Self-Interference Cancellation in Multi-hop Full-Duplex Networks via Structured Signaling

TL;DR

This paper introduces a structured self-interference cancellation strategy for multi-hop full-duplex wireless networks, which outperforms traditional methods by leveraging signal level structuring to learn and undo residual interference.

Contribution

The paper proposes a novel structured cancellation technique that improves self-interference management in multi-hop full-duplex networks, surpassing existing half-duplex and full-duplex schemes in certain regimes.

Findings

Structured cancellation outperforms half-duplex schemes.

Structured cancellation outperforms full-duplex with time-orthogonal training.

Effective in certain nontrivial regimes.

Abstract

This paper discusses transmission strategies for dealing with the problem of self-interference in multi-hop wireless networks in which the nodes communicate in a full- duplex mode.
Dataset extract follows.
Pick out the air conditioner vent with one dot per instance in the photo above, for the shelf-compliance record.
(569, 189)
An information theoretic study of the simplest such multi-hop network: the two-hop source-relay-destination network, leads to a novel transmission strategy called structured self-interference cancellation (or just "structured cancellation" for short). In the structured cancellation strategy the source restrains from transmitting on certain signal levels, and the relay structures its transmit signal such that it can learn the residual self-interference channel, and undo the self-interference, by observing the portion of its own transmit signal that appears at the signal levels left empty by the source. It is shown that in certain nontrivial regimes, the structured cancellation strategy outperforms not only half-duplex but also full-duplex schemes in which time-orthogonal training is used for estimating the residual self-interference channel.